The ANC was declared illegal and he went underground to lead the newly outlawed organisation. To evade the security officials the freedom fighter disguised himself sometimes as a labourer, at other times as a chauffeur earning the sobriquet of Black Pimpernel.
In 1961, concerned that peaceful methods didn't seem to be bringing about a change in the apartheid system, the ANC founded the armed movement Umkhonto we Sizwe. A campaign of sabotage against government and economic installations was then launched under his leadership.
Over the next two years several ANC leaders were arrested and he was accused of sabotage and conspiracy to overthrow the government. In 1964 he was given a life sentence.
Despite being incarcerated in the maximum security prison of Robben Island, seven kilometres off the coast of Capetown, he had no intention of giving up the fight, however.
Along with other inmates he instigated a remarkable education system in which prisoners gave each other classes in history, economics, politics or philosophy. During nearly three decades the world's most high profile political prisoner never compromised his principles, rejecting all offers of freedom and sentence reduction.
Change for South Africa had to come eventually and when it did, the imprisoned ANC leader played a major role in events. He'd been involved in secret talks with government ministers since 1986 and these came to fruition on February 2, 1990, when FW de Klerk, then president of South Africa, lifted the ban on the ANC, and with the leader's's sentence.
When, nine days later, the hero was released, the world celebrated. In 1993 he and President de Klerk were awarded the Nobel Peace prize "for laying the foundations for a new democratic South Africa".
And in May of the following year, the man who had walked to freedom just four years previously, became the country's first democratically elected president.
His personal life
The South African hero married three times. In 1957, after 13 years of marriage, he divorced his first wife Evelyn Ntoko, with whom he had three children. The following year he married Winnie, a prominent ANC activist 16 years his junior.
They had two daughters before separating in 1992 and divorcing four years later.
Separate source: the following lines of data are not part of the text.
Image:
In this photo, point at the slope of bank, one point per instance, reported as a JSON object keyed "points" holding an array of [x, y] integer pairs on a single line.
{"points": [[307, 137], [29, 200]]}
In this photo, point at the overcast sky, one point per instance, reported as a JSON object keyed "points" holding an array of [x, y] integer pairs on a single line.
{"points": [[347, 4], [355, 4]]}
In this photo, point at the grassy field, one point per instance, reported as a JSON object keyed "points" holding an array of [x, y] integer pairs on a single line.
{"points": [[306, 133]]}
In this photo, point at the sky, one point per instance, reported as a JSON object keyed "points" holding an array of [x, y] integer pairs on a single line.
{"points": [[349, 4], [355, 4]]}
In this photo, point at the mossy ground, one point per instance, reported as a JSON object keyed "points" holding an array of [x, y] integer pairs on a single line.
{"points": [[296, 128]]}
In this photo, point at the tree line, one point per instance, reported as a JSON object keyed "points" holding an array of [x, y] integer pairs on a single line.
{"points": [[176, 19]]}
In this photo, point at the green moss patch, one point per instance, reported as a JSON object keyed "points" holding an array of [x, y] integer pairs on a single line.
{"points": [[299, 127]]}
A statement issued by the ANC announcing their separation bears testament to the warmth of his character.
"My love for her remains undiminished," it read. "I part from my wife with no recriminations. I embrace her with all the love and affection I have nursed for her inside and outside prison from the moment I first met her."
Two years after their divorce he married Graça Machel, the widow of Samora Machel, a freedom fighter from Mozambique who, like Mandela, rose to become his country's president. They tied the knot in a simple ceremony on his 's 80th birthday, when she was 52.
In June 1999 the leader stepped down from the presidency and he and Graça set up home in his childhood hometown of Qunu. They continued to travel as guests of heads of state throughout the world.
The elder statesman, who told his story in moving and articulate terms in his best-selling 1994 autobiography, Long Walk To Freedom, was awarded over 50 honorary degrees and became a tireless worker for good causes.
His own charity, the Nelson Mandela Children's Fund, is supported by people of all walks of life across the globe, including model Naomi Campbell. In 2003 he launched an initiative to fight Aids in Africa under the label "46664", his prisoner number.
Later he would reveal his second son, Makgatho, had died of the disease. Unbelievably, the legendary statesman showed no sign of rancour or bitterness about the suffering he endured while fighting for his people. "No one is born hating another person because of the colour of his skin, or his background, or his religion.
People must learn to hate. And if they can learn to hate, they can be taught to love, for love comes more naturally to the human heart than its opposite," he said.
He passed away peacefully at the age of 95 on 5 December, 2013.